So one thing that it is important for is to obtain cluster-wide global transactional locks using the :global module. If every node knows every other node, then this is not a problem. If you have a more unusual topology, ensuring that all nodes are aware of the lock is not trivial; I don’t know what guarantees :global makes when you have an unusual topology.
I think if you have a situation where your nodes have a heterogeneous topology you should reconsider using erlang clustering as a “service mesh” or at least look into a different clustering protocol; the original use case for erlang clustering is for symmetrical redundancy, not as a service mesh.
There have been attempts to do so (e.g. “partisan”). I think that project is very interesting but I worry that the abstraction is not quite the right one.
Connections are by default transitive.
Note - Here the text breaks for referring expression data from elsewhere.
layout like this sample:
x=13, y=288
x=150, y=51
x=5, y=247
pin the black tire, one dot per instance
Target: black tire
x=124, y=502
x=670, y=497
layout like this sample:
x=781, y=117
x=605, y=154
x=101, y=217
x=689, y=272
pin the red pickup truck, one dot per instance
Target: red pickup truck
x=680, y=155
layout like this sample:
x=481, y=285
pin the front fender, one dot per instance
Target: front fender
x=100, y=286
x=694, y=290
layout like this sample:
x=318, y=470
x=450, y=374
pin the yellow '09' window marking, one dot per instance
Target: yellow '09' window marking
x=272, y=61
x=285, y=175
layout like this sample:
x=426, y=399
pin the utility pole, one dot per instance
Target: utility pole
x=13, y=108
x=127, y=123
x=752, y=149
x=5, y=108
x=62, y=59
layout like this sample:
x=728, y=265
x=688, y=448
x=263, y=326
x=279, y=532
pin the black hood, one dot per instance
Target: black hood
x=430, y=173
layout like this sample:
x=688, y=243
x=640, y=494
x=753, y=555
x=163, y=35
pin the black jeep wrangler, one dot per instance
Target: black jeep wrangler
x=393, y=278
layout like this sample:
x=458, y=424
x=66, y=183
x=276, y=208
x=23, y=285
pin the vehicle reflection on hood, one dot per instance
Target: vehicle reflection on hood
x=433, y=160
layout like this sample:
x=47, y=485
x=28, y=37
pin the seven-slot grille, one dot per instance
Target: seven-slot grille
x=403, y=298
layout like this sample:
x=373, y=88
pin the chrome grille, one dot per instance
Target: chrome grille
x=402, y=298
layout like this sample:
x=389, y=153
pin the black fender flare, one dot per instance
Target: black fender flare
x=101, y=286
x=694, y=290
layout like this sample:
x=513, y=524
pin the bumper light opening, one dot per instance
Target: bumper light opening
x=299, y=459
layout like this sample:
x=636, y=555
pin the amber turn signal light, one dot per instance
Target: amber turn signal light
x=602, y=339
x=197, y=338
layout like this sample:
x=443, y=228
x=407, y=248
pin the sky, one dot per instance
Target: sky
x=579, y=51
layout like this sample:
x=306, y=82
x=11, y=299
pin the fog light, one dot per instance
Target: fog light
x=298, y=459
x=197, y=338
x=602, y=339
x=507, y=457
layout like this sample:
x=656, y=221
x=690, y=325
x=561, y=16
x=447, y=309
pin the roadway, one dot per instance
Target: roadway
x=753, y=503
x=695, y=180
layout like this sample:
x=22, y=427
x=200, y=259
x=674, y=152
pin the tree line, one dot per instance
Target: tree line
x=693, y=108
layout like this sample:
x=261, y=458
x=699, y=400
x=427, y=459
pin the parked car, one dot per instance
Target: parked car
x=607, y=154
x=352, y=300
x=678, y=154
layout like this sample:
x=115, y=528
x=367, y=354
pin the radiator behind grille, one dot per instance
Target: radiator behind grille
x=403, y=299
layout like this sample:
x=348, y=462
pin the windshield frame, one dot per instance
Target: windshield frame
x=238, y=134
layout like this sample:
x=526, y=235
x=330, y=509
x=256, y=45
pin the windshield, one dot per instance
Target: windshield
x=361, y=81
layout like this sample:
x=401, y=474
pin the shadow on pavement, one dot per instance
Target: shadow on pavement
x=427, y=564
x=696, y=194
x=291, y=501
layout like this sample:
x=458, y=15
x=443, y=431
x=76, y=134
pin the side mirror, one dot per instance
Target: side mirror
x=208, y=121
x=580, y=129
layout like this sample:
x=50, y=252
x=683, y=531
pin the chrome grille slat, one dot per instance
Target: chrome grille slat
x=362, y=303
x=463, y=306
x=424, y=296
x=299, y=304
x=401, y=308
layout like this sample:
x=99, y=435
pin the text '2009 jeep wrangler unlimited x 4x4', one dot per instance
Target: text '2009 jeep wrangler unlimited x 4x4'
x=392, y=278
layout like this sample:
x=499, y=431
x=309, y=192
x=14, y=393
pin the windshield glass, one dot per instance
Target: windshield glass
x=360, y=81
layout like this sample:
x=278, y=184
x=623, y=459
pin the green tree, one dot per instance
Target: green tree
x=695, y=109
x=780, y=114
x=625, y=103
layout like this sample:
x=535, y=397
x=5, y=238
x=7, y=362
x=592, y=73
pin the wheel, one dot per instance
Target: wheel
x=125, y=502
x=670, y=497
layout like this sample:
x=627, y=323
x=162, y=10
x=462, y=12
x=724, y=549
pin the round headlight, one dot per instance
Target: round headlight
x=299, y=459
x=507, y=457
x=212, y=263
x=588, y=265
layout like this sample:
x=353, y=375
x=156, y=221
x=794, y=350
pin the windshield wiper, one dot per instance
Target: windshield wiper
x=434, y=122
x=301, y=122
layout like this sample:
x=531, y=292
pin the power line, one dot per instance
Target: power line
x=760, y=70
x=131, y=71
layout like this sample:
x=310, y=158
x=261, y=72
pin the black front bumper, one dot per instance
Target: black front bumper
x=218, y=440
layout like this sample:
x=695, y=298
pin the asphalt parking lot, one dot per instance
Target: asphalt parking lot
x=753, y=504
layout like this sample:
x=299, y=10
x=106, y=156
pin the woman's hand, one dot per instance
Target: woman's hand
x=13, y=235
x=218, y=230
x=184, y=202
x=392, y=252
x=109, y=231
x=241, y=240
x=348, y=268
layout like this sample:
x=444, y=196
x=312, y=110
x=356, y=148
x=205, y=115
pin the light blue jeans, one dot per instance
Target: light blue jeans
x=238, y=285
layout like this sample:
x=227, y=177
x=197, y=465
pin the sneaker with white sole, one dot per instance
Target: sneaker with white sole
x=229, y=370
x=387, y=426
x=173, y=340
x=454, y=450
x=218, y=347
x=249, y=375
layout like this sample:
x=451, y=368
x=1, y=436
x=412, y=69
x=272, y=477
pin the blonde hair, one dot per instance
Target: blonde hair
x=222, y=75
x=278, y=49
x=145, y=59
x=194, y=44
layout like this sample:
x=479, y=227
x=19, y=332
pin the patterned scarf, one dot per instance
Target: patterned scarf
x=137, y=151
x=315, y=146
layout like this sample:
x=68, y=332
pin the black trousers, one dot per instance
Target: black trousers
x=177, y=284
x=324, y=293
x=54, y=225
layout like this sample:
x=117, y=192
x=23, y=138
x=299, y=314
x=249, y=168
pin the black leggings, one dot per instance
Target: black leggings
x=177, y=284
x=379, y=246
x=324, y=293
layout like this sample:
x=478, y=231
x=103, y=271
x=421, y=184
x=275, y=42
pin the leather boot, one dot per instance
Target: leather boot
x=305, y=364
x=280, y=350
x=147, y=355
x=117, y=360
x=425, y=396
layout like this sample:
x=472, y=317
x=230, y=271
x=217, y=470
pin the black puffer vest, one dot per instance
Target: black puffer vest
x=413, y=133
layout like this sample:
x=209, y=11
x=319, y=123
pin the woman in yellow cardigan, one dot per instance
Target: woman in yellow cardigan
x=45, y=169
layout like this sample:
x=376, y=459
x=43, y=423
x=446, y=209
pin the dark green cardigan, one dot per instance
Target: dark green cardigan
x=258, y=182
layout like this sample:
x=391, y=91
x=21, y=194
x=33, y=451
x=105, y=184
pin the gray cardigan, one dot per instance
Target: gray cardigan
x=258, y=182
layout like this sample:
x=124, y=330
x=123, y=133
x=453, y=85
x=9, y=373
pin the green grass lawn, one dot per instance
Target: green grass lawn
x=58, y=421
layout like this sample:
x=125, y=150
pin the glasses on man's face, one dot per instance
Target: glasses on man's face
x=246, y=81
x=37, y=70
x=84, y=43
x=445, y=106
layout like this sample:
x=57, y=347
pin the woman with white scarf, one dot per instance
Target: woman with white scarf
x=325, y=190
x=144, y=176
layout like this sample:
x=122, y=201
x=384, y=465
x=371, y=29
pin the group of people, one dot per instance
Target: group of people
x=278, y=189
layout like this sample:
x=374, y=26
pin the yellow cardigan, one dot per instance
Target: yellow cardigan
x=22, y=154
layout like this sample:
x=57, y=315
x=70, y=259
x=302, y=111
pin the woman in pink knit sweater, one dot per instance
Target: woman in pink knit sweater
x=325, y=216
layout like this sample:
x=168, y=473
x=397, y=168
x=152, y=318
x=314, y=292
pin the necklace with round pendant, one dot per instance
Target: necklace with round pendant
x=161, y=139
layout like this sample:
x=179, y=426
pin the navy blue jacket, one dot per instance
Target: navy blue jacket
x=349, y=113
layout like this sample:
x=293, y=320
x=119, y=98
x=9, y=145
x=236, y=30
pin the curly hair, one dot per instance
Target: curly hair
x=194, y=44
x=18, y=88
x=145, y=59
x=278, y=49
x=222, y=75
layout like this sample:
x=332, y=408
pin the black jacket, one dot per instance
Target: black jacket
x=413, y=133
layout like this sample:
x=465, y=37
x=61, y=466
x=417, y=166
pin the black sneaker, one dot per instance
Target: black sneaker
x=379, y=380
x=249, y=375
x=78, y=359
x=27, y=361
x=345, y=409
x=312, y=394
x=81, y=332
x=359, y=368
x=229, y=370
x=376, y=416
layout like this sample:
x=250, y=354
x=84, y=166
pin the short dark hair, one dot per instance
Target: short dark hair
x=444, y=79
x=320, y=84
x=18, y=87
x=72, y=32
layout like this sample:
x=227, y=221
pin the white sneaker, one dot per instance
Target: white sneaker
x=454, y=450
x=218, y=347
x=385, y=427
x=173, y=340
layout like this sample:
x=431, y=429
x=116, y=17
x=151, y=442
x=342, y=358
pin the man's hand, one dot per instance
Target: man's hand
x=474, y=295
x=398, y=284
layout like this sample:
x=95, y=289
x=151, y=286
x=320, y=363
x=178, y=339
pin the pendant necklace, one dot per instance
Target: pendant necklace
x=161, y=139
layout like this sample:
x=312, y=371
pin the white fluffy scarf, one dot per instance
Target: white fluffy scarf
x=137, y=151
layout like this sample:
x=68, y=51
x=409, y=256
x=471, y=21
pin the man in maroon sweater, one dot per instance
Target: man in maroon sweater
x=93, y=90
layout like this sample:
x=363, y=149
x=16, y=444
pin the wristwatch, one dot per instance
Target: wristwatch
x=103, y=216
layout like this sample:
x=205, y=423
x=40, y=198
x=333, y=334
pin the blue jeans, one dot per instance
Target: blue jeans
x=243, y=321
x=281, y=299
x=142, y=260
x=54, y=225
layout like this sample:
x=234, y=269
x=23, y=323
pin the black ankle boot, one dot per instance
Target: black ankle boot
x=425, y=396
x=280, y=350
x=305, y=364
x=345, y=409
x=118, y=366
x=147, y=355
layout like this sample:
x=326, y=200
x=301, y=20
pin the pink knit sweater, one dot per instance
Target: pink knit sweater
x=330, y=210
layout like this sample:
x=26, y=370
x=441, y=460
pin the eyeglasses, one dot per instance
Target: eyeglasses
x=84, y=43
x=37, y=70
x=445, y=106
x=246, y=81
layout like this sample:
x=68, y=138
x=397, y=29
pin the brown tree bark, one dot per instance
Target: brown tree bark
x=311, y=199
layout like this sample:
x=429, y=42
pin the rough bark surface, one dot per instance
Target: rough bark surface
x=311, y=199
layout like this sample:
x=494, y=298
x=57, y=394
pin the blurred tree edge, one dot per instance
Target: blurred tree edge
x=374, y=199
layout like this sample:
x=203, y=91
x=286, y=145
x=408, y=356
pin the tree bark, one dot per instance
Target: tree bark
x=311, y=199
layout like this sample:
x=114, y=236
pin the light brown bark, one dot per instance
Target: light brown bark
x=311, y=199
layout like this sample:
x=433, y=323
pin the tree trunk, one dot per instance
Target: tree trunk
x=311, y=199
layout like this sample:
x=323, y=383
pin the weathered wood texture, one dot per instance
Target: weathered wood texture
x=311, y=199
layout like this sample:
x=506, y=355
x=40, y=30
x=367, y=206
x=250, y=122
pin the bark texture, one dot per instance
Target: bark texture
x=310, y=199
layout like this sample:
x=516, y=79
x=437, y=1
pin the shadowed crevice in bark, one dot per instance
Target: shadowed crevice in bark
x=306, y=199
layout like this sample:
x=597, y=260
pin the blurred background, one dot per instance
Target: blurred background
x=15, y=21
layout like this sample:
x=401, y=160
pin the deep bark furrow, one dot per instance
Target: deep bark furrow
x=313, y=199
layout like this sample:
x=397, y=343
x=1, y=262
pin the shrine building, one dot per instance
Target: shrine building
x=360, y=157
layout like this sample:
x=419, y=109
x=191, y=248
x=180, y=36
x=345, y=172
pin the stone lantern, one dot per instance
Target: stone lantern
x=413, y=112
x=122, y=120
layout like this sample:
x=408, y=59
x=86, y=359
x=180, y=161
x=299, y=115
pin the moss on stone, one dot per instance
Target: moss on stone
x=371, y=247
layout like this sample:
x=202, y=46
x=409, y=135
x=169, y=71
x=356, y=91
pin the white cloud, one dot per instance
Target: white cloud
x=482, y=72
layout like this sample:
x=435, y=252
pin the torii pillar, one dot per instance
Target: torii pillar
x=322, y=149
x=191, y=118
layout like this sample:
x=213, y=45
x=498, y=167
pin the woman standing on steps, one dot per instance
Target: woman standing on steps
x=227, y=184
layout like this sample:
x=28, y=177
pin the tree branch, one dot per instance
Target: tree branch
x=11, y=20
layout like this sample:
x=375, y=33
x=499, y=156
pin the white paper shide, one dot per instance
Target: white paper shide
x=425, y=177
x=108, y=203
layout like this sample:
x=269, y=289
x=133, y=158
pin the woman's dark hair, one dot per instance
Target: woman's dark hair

If a node A connects to node B, and node B has a connection to node C, then node A also tries to connect to node C. This feature can be turned off by using the command-line flag -connect_all false, see the erl(1) manual page in ERTS.
If this flag is present, global does not maintain a fully connected network of distributed Erlang nodes, and then global name registration cannot be used; see global(3).
So if you need to discover processes, it will have some issues.
On libcluster’s README, it says:
Features
Easy to use provide your own distribution plumbing (i.e. something other than Distributed Erlang), by implementing a small set of callbacks. This allows libcluster to support projects like Partisan.
I haven’t tried Partisan yet, but it works not in “all to all” mode, and it provides some alternatives to the :global registry and process discovery. As I understand one of its selling points is such networking conditions. But maybe you don’t need it since A and C won’t talk to each other?